Suetonius°
SUETONIUS° (Caius Suetonius Tranquillus; c. 69–140 C.E.), Roman biographer. Suetonius' "Lives of the Caesars" (De Vita Caesarum) yields a good deal of information on the Jews under the Julio-Claudian and Flavian emperors. Details which do not occur elsewhere are his observations on the mourning by the Jews after the murder of *Julius Caesar (Divus Iulius, 84), the negative attitude of *Augustus to Judaism (Divus Augustus, 93), the anecdote about *Tiberius and the Jewish grammarian Diogenes on the island of Rhodes (Tiberius, 32), and the account of the interrogation of a Jewish nonagenarian in connection with the Jewish tax under *Domitian (Domitianus, 12).

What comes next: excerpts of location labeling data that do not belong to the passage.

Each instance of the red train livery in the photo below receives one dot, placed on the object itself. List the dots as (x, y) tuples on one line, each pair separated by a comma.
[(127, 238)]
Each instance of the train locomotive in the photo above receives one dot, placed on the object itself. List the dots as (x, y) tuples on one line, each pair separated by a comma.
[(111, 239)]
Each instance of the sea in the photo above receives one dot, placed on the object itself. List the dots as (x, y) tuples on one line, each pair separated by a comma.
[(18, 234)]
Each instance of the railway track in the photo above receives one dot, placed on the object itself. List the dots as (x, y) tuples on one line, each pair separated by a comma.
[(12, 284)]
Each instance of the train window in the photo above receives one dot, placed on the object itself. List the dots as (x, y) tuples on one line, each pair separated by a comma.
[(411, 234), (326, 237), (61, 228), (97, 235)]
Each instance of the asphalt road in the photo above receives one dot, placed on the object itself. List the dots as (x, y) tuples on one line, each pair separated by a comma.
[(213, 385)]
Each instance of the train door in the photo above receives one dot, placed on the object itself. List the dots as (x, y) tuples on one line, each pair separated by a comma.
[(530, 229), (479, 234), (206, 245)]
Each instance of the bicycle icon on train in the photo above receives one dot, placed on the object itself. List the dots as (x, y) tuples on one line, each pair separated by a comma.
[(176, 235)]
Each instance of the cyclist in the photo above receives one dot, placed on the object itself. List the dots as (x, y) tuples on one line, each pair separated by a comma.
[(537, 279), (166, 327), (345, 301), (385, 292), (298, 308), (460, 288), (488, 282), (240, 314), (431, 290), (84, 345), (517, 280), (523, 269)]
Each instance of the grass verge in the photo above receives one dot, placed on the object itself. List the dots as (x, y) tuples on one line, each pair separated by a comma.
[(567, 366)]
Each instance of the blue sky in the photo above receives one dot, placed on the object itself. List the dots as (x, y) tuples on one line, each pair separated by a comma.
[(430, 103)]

He mentions (contradicted by Dio) Claudius' expulsion of the Jews from Rome because of a riot caused by a certain Chrestus: this seems to constitute a reference to the early diffusion of Christianity. He also refers to Josephus' prediction that Vespasian would become emperor. While Suetonius' attitude toward Christianity is clearly derogatory (Nero, 16), he refrains from expressing an opinion on Judaism, and similarly does not explicitly censure the spread of Oriental cults in Rome. Suetonius, however, was closely attached to his ancestral Roman religion, and he stresses the negative attitude of Augustus, his ideal ruler, toward the Jewish and Egyptian cults equally. The general impression one gains of his attitude is that foreign cults are associated with unworthy emperors.
BIBLIOGRAPHY:
Reinach, Textes, 327–33; H.J. Leon, The Jews of Ancient Rome (1960), 23–27.